Life will go on. Northwest metro residents will still have transit access to downtown Minneapolis. The world won’t end because one commuter rail line shut down.
But something will be lost. A piece of the Twin Cities’ transit infrastructure. A connection that was more than just transportation. A symbol of what the region could be if it fully committed to transit.

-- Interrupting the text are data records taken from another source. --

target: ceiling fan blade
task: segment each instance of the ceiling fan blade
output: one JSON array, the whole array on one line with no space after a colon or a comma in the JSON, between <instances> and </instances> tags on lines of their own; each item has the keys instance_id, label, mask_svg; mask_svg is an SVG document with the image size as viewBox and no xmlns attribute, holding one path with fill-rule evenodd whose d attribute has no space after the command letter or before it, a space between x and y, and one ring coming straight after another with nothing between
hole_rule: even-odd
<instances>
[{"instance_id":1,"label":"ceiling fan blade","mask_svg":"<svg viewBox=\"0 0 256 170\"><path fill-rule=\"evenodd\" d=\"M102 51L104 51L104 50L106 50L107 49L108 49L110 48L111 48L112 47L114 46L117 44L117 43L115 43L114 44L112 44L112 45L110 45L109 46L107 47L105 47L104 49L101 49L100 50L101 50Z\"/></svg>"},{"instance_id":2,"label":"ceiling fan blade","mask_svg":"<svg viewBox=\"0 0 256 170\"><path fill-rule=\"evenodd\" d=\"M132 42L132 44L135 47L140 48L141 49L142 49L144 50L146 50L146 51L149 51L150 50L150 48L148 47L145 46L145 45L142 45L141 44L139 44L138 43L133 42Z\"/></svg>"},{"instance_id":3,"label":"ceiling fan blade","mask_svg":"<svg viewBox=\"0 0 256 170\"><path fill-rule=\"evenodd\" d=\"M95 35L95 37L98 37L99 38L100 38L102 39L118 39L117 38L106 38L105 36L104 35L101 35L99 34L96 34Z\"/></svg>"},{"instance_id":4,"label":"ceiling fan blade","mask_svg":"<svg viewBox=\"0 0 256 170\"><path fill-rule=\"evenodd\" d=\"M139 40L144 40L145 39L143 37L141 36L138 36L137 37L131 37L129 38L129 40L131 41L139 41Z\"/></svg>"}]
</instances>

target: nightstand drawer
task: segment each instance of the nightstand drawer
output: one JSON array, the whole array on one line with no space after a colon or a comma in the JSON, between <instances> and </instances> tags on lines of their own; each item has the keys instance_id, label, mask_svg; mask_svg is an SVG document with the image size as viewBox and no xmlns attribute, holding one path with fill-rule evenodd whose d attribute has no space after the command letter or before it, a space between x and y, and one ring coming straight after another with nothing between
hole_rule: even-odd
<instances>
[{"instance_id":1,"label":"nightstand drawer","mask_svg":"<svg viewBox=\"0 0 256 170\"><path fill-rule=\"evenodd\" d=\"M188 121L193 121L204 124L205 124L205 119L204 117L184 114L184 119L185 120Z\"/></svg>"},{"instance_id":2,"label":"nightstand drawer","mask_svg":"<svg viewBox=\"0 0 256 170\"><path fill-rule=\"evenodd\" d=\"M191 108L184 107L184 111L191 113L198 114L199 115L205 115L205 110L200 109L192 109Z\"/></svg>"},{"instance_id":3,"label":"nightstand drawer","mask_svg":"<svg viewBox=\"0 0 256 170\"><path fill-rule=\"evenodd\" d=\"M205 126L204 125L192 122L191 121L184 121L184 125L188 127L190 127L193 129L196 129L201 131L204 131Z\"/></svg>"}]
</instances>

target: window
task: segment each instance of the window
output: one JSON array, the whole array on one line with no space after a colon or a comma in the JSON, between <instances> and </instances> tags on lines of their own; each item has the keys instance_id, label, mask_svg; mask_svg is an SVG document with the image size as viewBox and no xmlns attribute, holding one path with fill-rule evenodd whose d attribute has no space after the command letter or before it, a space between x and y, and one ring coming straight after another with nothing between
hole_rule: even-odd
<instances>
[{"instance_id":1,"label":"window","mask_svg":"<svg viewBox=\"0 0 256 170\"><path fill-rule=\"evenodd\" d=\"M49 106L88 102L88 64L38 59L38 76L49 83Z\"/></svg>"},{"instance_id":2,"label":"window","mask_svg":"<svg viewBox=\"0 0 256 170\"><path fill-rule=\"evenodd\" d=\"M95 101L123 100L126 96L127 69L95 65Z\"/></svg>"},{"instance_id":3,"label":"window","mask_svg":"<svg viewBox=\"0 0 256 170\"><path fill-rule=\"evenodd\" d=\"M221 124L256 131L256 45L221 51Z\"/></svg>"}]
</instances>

I wish Metro Transit had fought harder for Northstar. I wish they’d invested in making it more than a limited commuter service. I realize that it was also beyond the powers of Metro Transit, as it was really Minnesota State House Representative Jon Koznick, serving as the chair of the House Transportation Finance and Policy Committee and historical critic of Northstar, who advanced a bill in the state house to terminate operations on the line, claiming that the line did not reduce congestion. I wish the pandemic hadn’t accelerated a decline that was already underway.
But I also understand the reality: 430 daily riders can’t justify the operating costs of commuter rail when buses can serve the same route more flexibly and more affordably.
It’s disappointing. It’s frustrating. It feels like a missed opportunity.
And in January, the trains stopped running.

For Those Who Rode It
If you were one of Northstar’s regular riders—if you took those trains to work, to Twins games, to downtown adventures—I hope you found value in it while it lasted.
And I hope the replacement bus service actually serves you well. More frequent. More flexible. Still connecting your community to downtown Minneapolis without the stress of driving and parking.
Transit doesn’t have to be trains to be useful. It just has to work.
I just wish we’d found a way to make the trains work too.